A recent article in The Chronicle of Higher Education titled, “A ‘Moneyball’ Approach to College” (or “Colleges Mine Data to Tailor Students’ Experience”) presents some ways that data mining is being used in higher ed. At the risk of sounding like someone overly zealous about enforcing the boundaries around obscure specializations, the article for the most part presents examples of mining instructional practice or the “Learning Analytics/Educational Data Mining” approach which is only a subset of the types of data mining or analytics being done in higher ed. Examples par excellence of this approach to higher ed data mining can be seen in The International Educational Data Mining Society’s journal and presented at their meetings.
Instead of building Amazon.com-style recommendation engines for courses or analyzing blackboard “clickstreams,” many institutional researchers have been engaged in data mining to deal with some of the perennial questions like yield, enrollment, retention, and graduation – for quite some time. For example, the professional journal New Directions for Institutional Research published an entire issue in November 2006 dedicated to data mining in enrollment management. One of the studies, conducted by Serge Herzog of University of Nevada, Reno, “Estimating Student Retention and Degree-Completion Time” found that data mining techniques such as decision trees and neural nets could be used to outperform tradition statistical inference techniques in predicting student success in certain circumstances.

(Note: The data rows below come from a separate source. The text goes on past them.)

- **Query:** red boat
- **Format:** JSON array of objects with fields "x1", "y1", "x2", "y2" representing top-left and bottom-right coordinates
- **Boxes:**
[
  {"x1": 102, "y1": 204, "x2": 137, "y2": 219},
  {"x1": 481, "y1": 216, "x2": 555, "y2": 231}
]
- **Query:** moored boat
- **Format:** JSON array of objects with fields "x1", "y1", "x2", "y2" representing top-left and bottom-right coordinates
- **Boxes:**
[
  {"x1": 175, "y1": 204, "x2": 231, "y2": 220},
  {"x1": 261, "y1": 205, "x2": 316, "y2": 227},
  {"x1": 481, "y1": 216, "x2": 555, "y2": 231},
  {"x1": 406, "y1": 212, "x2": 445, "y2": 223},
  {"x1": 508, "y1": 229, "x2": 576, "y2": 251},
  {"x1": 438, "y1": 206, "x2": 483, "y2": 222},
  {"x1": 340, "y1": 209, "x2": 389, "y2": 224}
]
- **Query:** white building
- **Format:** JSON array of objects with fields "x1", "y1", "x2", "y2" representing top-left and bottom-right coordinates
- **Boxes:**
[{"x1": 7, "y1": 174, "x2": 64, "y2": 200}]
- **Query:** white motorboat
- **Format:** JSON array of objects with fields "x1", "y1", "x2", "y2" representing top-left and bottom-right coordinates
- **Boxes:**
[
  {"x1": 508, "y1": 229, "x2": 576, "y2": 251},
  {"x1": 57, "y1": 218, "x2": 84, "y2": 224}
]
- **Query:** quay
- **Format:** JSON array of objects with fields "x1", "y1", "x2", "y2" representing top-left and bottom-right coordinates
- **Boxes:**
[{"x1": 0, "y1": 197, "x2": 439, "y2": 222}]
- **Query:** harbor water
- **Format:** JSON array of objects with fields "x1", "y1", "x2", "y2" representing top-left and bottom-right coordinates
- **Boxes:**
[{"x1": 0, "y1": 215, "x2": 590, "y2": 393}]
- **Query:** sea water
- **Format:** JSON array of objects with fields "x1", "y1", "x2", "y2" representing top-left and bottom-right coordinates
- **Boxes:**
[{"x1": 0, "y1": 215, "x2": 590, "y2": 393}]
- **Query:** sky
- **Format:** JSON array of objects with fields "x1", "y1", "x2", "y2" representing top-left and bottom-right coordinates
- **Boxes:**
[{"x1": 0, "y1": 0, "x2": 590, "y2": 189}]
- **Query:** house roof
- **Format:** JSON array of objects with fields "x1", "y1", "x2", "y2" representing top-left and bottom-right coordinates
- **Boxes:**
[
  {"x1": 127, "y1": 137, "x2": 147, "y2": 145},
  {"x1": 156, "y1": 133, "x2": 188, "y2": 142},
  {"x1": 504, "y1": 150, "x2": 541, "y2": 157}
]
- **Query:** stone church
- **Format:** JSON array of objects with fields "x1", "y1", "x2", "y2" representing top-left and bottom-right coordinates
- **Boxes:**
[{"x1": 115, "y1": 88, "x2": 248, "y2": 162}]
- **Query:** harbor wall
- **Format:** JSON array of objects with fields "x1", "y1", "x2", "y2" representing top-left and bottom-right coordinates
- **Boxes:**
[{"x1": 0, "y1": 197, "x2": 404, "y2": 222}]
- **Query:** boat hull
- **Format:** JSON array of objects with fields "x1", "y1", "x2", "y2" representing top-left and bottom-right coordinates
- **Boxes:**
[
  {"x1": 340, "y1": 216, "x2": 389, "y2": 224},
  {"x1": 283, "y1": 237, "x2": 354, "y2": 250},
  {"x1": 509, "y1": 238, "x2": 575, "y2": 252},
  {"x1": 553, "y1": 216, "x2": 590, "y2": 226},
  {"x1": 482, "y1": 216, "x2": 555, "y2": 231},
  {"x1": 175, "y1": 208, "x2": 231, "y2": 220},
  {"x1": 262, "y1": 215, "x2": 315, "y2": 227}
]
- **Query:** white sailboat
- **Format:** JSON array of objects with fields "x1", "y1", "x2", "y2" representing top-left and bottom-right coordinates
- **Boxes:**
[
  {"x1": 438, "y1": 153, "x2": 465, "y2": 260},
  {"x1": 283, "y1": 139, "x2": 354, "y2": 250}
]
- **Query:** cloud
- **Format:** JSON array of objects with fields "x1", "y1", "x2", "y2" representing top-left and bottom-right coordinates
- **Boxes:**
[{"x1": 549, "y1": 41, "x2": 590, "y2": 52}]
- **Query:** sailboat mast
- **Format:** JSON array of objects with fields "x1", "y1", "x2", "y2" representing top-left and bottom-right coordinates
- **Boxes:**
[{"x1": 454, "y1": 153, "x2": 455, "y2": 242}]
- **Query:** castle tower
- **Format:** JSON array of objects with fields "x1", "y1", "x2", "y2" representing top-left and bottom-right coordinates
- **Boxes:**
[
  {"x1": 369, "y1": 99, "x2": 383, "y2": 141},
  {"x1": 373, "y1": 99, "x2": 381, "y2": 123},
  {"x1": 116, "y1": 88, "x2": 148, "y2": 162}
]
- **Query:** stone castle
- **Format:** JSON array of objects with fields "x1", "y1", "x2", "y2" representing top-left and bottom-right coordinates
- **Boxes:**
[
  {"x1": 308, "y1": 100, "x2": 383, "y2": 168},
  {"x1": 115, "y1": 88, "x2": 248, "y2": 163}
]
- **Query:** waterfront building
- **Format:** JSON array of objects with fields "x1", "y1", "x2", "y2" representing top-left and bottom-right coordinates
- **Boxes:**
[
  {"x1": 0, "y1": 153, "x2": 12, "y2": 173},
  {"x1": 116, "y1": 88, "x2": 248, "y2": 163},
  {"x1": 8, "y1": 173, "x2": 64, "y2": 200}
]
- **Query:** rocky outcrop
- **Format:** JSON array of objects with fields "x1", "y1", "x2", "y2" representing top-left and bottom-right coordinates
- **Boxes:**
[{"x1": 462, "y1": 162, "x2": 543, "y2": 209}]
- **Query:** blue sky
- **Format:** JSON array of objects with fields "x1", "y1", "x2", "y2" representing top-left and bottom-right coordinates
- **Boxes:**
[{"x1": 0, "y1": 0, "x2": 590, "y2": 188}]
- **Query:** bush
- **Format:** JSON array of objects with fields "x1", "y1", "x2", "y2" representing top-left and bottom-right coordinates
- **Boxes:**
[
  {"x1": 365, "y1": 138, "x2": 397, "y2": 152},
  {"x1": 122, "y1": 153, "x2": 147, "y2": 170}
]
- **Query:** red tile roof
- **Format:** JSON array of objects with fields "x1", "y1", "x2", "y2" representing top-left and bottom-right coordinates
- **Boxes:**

The author of The Chronicle piece writes that “in education, college managers are doing something similar [to Moneyball] to forecast student success—in admissions, advising, teaching, and more”. This is true, but it has been going on for a long time and in many more ways than just learning analytics and course recommendation systems. I guess these institutional researchers who have always done data mining were Moneyball before it was cool. Does that make them hipsters?